Execute at the same level as a software engineer and contribute to automation and reliability improvements.

Requirements / Qualifications

Experience as an infrastructure, systems, or distributed systems engineer in large-scale or high-availability environments.
Strong knowledge of Kubernetes internals, cluster scaling patterns, and containerized workloads.
Proficiency in cloud infrastructure concepts (compute, networking, storage, security) and automating cluster or data center operations.
Strong programming or scripting skills (Python, Go, or similar).
Familiarity with Infrastructure-as-Code tools such as Terraform or CloudFormation.
Comfortable with bare-metal Linux environments, GPU hardware, and large-scale networking.
Enjoy solving fast-moving, high-impact operational problems and building automation to eliminate manual work.
Ability to balance careful engineering with the urgency of keeping mission-critical systems running.

Preferred / Bonus

Background with GPU workloads, firmware management, or high-performance computing.

About OpenAI

OpenAI is an AI research and deployment company dedicated to ensuring general-purpose AI benefits all of humanity. The company emphasizes safety, diverse perspectives, and equal opportunity. Background checks will be administered in accordance with applicable law. OpenAI provides reasonable accommodations to applicants with disabilities.

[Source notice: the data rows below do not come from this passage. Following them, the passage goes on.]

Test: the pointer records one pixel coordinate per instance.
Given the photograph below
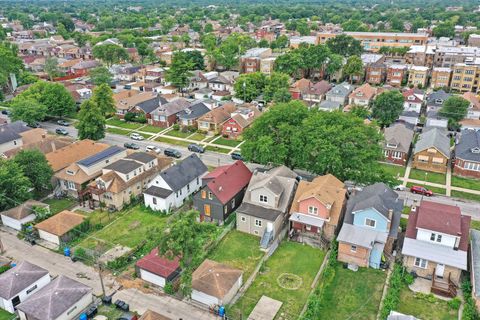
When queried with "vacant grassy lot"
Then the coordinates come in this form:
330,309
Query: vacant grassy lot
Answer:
353,295
122,124
57,205
426,309
472,184
226,142
239,250
432,177
291,261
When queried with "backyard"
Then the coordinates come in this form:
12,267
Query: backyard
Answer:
239,250
353,295
286,276
425,307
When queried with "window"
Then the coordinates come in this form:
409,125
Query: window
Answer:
370,222
421,263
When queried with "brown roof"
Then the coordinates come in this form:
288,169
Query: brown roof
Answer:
24,210
215,279
61,223
326,189
78,150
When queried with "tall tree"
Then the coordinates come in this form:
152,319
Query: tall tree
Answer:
91,121
36,168
387,107
14,186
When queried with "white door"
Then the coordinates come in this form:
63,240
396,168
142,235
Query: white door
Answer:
440,270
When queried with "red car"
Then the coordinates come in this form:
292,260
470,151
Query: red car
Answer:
421,190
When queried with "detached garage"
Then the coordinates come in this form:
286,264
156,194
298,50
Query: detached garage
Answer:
157,269
214,283
56,228
16,217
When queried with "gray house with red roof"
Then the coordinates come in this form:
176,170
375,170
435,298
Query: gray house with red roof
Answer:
222,192
436,245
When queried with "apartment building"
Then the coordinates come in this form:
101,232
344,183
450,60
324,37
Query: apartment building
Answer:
373,41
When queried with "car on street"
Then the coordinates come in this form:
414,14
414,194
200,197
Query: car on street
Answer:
421,190
172,153
153,148
131,145
236,156
64,123
136,136
196,148
61,131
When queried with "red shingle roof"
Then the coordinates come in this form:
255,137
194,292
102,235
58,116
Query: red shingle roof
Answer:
158,265
228,180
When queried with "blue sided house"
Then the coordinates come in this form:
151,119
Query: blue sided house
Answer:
370,227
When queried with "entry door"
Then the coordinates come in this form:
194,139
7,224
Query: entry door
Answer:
440,270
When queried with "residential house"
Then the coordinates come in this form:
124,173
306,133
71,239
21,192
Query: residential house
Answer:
74,179
169,189
362,96
157,269
432,151
317,209
370,226
62,299
166,115
339,93
188,117
19,283
398,140
222,192
126,178
213,120
239,119
215,284
467,154
436,244
266,203
20,215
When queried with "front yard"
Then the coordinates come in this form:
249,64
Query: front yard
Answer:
239,250
286,276
425,307
353,295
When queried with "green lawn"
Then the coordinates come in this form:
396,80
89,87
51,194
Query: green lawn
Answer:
294,259
425,309
395,171
57,205
217,149
353,295
465,195
432,177
122,124
226,142
173,141
178,134
472,184
239,250
129,230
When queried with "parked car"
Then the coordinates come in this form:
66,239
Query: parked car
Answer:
196,148
236,156
421,190
172,153
153,148
136,136
64,123
61,131
131,145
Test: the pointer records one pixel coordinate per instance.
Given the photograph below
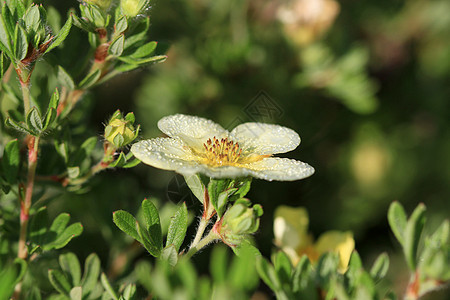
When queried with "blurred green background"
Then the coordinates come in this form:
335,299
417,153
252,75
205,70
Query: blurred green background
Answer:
366,84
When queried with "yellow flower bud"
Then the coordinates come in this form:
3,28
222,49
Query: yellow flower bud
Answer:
131,8
103,4
238,222
120,131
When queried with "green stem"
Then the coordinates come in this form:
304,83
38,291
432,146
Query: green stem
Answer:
26,97
200,230
212,236
25,203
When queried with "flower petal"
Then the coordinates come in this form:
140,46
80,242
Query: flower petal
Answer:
339,242
282,169
265,139
290,227
192,130
163,153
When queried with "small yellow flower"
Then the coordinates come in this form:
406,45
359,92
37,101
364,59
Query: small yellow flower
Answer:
306,20
131,8
197,145
291,235
104,4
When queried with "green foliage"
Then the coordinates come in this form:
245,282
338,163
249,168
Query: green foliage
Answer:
307,281
55,87
150,236
44,237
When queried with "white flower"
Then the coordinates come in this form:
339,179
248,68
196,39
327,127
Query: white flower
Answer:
197,145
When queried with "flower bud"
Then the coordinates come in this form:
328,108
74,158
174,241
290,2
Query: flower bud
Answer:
131,8
103,4
238,222
120,131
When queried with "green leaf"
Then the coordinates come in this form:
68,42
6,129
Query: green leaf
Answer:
127,223
129,291
20,43
10,161
440,237
302,279
412,235
196,185
177,228
50,118
131,163
91,273
218,264
354,270
73,172
283,266
380,267
32,18
121,25
59,281
365,288
76,293
62,34
34,121
242,272
8,277
143,61
39,226
145,50
65,79
107,286
60,223
65,237
151,217
90,79
268,274
70,265
84,25
5,33
147,242
142,269
18,126
326,268
216,187
23,266
397,220
116,46
119,162
170,255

Benefits & Compensation Notes

Base salary range listed for this role: $255,000 - $490,000 (base pay may vary depending on location, knowledge, skills, and experience).
Total compensation can include equity and performance-related bonuses for eligible employees.
Benefits include medical, dental, and vision insurance; employer contributions to HSAs; pre-tax FSAs; 401(k) with employer match; paid parental leave; paid time off; paid company holidays; mental health and wellness support; employer-paid basic life and disability coverage; annual learning stipend; daily meals and meal credits; and additional taxable fringe benefits.
Relocation support is offered for eligible employees.

For more details, candidates are referred to OpenAI policies and benefit materials provided during the hiring process.